Show HN: DenchClaw – Local CRM on Top of OpenClaw

Local AI CRM drops — hype for sales, dread for privacy

TLDR: DenchClaw launches as a local, open-source AI-powered CRM built on OpenClaw, aiming to automate sales tasks on your own machine. The community split fast: fans say CRM is the killer app for agents, while skeptics warn about shaky security and dread a wave of spammy LinkedIn automation.

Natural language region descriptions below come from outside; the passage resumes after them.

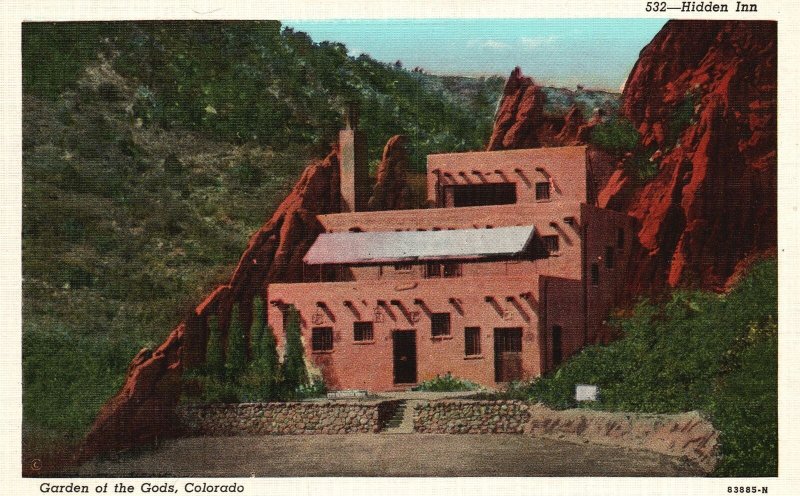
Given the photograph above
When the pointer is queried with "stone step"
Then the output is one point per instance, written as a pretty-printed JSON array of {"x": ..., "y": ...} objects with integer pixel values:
[{"x": 402, "y": 421}]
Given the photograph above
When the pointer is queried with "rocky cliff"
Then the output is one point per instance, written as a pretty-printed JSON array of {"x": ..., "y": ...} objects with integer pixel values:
[
  {"x": 519, "y": 115},
  {"x": 521, "y": 121},
  {"x": 703, "y": 96},
  {"x": 391, "y": 191},
  {"x": 143, "y": 409}
]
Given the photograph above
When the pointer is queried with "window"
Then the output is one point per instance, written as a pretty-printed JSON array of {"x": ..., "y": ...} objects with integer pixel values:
[
  {"x": 557, "y": 353},
  {"x": 472, "y": 341},
  {"x": 550, "y": 243},
  {"x": 543, "y": 190},
  {"x": 322, "y": 339},
  {"x": 471, "y": 195},
  {"x": 440, "y": 324},
  {"x": 439, "y": 269},
  {"x": 362, "y": 331},
  {"x": 609, "y": 257}
]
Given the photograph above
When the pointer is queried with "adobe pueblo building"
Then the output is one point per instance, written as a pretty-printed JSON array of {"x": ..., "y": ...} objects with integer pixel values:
[{"x": 512, "y": 272}]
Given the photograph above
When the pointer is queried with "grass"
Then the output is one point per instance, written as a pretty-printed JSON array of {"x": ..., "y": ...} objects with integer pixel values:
[{"x": 446, "y": 383}]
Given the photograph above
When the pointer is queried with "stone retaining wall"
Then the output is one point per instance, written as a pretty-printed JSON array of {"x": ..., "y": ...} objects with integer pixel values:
[
  {"x": 312, "y": 417},
  {"x": 686, "y": 434},
  {"x": 470, "y": 417}
]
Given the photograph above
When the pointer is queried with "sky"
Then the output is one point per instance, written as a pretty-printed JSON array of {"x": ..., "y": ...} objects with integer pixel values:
[{"x": 597, "y": 53}]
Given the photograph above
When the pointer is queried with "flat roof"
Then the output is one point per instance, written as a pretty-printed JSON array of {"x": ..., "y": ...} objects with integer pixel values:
[{"x": 409, "y": 246}]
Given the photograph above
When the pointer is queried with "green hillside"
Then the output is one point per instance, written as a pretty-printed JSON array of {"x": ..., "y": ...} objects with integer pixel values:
[
  {"x": 692, "y": 350},
  {"x": 151, "y": 152}
]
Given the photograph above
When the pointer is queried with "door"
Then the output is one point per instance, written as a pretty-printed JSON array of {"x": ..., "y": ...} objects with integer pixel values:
[
  {"x": 507, "y": 354},
  {"x": 404, "y": 344},
  {"x": 557, "y": 353}
]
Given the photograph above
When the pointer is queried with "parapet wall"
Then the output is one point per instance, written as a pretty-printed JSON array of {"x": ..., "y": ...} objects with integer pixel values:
[{"x": 312, "y": 417}]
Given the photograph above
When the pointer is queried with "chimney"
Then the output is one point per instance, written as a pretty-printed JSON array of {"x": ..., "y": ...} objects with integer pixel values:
[{"x": 353, "y": 171}]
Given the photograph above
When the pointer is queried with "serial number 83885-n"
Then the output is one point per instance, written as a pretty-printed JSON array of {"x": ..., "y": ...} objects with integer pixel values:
[{"x": 747, "y": 490}]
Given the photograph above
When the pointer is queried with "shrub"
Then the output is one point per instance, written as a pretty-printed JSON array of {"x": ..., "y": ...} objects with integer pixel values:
[
  {"x": 294, "y": 366},
  {"x": 236, "y": 359},
  {"x": 695, "y": 350},
  {"x": 446, "y": 383},
  {"x": 616, "y": 136}
]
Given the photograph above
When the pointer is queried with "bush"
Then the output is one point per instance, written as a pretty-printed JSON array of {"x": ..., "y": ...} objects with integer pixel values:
[
  {"x": 446, "y": 383},
  {"x": 294, "y": 366},
  {"x": 694, "y": 350},
  {"x": 236, "y": 360},
  {"x": 616, "y": 136}
]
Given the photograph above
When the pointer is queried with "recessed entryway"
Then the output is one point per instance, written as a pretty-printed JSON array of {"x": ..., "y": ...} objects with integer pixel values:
[{"x": 404, "y": 352}]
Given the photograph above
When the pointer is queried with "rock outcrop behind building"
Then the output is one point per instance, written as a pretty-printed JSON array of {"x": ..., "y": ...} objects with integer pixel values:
[
  {"x": 391, "y": 191},
  {"x": 521, "y": 122},
  {"x": 143, "y": 409},
  {"x": 703, "y": 96},
  {"x": 519, "y": 115}
]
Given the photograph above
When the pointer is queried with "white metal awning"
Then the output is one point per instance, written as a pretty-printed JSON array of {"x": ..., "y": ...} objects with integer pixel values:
[{"x": 408, "y": 246}]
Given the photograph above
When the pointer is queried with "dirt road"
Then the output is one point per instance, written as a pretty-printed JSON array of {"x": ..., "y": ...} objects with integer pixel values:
[{"x": 387, "y": 455}]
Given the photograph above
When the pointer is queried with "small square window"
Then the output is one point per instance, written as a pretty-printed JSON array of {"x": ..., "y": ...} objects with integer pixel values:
[
  {"x": 440, "y": 324},
  {"x": 363, "y": 331},
  {"x": 322, "y": 339},
  {"x": 543, "y": 190},
  {"x": 472, "y": 341},
  {"x": 550, "y": 243}
]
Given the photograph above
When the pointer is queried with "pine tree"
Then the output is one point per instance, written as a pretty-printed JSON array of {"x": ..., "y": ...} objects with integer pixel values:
[
  {"x": 214, "y": 364},
  {"x": 237, "y": 354},
  {"x": 294, "y": 367},
  {"x": 265, "y": 365}
]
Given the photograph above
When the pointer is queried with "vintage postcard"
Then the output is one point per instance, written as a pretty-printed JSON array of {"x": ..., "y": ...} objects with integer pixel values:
[{"x": 400, "y": 246}]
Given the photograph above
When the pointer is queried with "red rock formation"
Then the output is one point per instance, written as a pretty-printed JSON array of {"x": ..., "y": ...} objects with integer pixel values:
[
  {"x": 714, "y": 200},
  {"x": 142, "y": 410},
  {"x": 519, "y": 115},
  {"x": 520, "y": 121},
  {"x": 573, "y": 122},
  {"x": 391, "y": 191}
]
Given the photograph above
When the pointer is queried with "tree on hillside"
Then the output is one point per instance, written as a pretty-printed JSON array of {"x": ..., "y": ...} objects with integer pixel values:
[{"x": 294, "y": 367}]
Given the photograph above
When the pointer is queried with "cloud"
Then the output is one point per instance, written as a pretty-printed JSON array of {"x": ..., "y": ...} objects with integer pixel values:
[
  {"x": 492, "y": 44},
  {"x": 534, "y": 42}
]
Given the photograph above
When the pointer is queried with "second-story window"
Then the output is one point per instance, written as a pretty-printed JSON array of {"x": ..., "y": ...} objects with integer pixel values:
[
  {"x": 322, "y": 339},
  {"x": 440, "y": 324},
  {"x": 363, "y": 331},
  {"x": 543, "y": 191},
  {"x": 472, "y": 341},
  {"x": 402, "y": 267},
  {"x": 550, "y": 243},
  {"x": 442, "y": 269},
  {"x": 609, "y": 257}
]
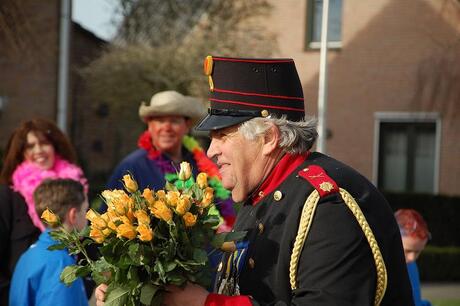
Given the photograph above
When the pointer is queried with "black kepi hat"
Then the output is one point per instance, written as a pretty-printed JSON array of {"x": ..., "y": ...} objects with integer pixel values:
[{"x": 243, "y": 88}]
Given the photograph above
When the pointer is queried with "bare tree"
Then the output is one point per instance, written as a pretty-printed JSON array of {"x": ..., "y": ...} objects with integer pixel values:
[{"x": 161, "y": 46}]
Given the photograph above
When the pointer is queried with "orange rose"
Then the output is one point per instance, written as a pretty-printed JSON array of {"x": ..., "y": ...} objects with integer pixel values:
[
  {"x": 145, "y": 232},
  {"x": 148, "y": 196},
  {"x": 202, "y": 180},
  {"x": 161, "y": 211},
  {"x": 91, "y": 214},
  {"x": 99, "y": 222},
  {"x": 161, "y": 194},
  {"x": 183, "y": 205},
  {"x": 50, "y": 218},
  {"x": 142, "y": 217},
  {"x": 185, "y": 171},
  {"x": 126, "y": 230},
  {"x": 97, "y": 235},
  {"x": 208, "y": 196},
  {"x": 189, "y": 219},
  {"x": 172, "y": 198},
  {"x": 129, "y": 183}
]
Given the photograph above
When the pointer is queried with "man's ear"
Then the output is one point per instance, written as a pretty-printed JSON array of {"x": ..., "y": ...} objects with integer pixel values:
[{"x": 271, "y": 139}]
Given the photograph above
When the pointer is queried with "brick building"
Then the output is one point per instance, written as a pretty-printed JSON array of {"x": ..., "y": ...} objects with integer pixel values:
[
  {"x": 29, "y": 69},
  {"x": 393, "y": 96}
]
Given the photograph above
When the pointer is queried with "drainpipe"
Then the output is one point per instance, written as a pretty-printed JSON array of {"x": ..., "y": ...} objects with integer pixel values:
[{"x": 63, "y": 72}]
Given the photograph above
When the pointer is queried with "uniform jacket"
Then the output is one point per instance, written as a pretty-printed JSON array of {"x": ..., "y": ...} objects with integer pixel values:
[
  {"x": 36, "y": 278},
  {"x": 336, "y": 266},
  {"x": 17, "y": 233}
]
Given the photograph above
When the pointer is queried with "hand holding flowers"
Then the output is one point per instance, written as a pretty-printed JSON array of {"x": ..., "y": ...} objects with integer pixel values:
[{"x": 148, "y": 239}]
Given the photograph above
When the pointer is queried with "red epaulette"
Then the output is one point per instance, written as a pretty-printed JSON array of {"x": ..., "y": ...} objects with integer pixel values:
[{"x": 319, "y": 179}]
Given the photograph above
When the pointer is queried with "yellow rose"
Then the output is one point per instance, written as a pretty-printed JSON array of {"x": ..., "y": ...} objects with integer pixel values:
[
  {"x": 145, "y": 232},
  {"x": 202, "y": 180},
  {"x": 129, "y": 183},
  {"x": 185, "y": 171},
  {"x": 125, "y": 220},
  {"x": 91, "y": 214},
  {"x": 49, "y": 217},
  {"x": 172, "y": 198},
  {"x": 189, "y": 219},
  {"x": 183, "y": 205},
  {"x": 142, "y": 217},
  {"x": 106, "y": 231},
  {"x": 112, "y": 225},
  {"x": 111, "y": 195},
  {"x": 208, "y": 196},
  {"x": 161, "y": 211},
  {"x": 148, "y": 196},
  {"x": 120, "y": 207},
  {"x": 161, "y": 194},
  {"x": 97, "y": 235},
  {"x": 126, "y": 230}
]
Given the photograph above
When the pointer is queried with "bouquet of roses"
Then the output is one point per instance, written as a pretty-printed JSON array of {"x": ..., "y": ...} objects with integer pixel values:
[{"x": 147, "y": 240}]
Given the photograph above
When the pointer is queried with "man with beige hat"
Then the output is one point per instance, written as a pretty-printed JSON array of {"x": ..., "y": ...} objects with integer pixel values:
[{"x": 165, "y": 144}]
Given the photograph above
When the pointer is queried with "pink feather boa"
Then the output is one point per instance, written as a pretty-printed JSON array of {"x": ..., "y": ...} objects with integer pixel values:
[{"x": 28, "y": 176}]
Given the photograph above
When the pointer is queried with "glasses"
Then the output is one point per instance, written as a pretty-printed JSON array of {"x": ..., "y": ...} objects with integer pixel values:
[{"x": 414, "y": 228}]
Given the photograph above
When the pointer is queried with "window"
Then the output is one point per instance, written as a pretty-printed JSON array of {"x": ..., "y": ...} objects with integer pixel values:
[
  {"x": 314, "y": 19},
  {"x": 407, "y": 155}
]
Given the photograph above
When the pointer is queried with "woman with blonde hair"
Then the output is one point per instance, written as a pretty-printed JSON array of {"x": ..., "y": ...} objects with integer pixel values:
[{"x": 37, "y": 150}]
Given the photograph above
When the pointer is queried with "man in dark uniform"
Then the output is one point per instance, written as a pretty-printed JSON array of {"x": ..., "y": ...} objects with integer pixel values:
[{"x": 318, "y": 232}]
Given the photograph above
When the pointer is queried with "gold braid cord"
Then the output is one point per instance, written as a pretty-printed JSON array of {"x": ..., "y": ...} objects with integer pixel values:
[{"x": 305, "y": 224}]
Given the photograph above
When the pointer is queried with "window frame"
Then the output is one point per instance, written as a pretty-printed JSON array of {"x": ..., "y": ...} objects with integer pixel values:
[
  {"x": 407, "y": 117},
  {"x": 316, "y": 45}
]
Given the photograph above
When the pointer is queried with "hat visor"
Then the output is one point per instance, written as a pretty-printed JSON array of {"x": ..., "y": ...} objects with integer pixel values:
[{"x": 215, "y": 122}]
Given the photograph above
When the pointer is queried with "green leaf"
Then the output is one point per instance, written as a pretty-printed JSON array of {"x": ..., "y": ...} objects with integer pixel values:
[
  {"x": 160, "y": 270},
  {"x": 117, "y": 296},
  {"x": 169, "y": 266},
  {"x": 147, "y": 293},
  {"x": 69, "y": 274}
]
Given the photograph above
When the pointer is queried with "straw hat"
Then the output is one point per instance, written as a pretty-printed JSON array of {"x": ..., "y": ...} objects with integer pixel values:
[{"x": 172, "y": 103}]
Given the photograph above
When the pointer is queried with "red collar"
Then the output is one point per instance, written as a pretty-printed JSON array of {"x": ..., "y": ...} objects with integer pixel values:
[{"x": 282, "y": 170}]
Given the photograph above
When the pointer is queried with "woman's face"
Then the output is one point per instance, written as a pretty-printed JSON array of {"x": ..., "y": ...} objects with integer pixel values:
[{"x": 39, "y": 151}]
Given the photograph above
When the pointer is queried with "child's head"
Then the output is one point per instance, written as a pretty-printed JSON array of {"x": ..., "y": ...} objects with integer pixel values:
[
  {"x": 414, "y": 232},
  {"x": 66, "y": 198}
]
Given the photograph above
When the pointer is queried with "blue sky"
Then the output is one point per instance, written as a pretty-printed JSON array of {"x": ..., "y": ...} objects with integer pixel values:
[{"x": 95, "y": 16}]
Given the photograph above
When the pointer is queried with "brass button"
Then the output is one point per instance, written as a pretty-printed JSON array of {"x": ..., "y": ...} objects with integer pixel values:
[
  {"x": 261, "y": 228},
  {"x": 278, "y": 195}
]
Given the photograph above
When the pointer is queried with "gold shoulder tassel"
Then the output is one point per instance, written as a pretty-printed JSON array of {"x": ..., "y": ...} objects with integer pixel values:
[{"x": 304, "y": 227}]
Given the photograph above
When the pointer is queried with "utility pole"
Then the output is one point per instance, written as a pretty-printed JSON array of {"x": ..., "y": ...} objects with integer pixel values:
[{"x": 322, "y": 88}]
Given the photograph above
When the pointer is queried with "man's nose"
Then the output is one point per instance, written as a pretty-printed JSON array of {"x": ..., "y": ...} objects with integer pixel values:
[{"x": 212, "y": 150}]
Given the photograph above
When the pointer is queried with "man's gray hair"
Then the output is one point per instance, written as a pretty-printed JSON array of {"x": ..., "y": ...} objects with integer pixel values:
[{"x": 296, "y": 137}]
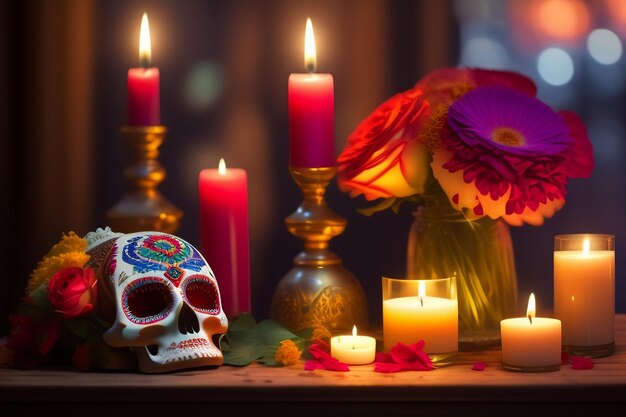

DenchClaw just strutted into the scene promising a “local, on-your-computer” customer manager for AI helpers, built on OpenClaw, open-source under MIT, and launched with a one-command setup that pops open in your browser. The pitch: let your AI wrangle contacts, leads, and sales tasks — the stuff sales teams live on. The vibe in the comments: half pep rally, half panic attack. One excited voice called CRM the obvious next step for AI agents, while another asked the practical question everyone’s thinking: can agents like Claude Code tap this without installing the whole OpenClaw stack?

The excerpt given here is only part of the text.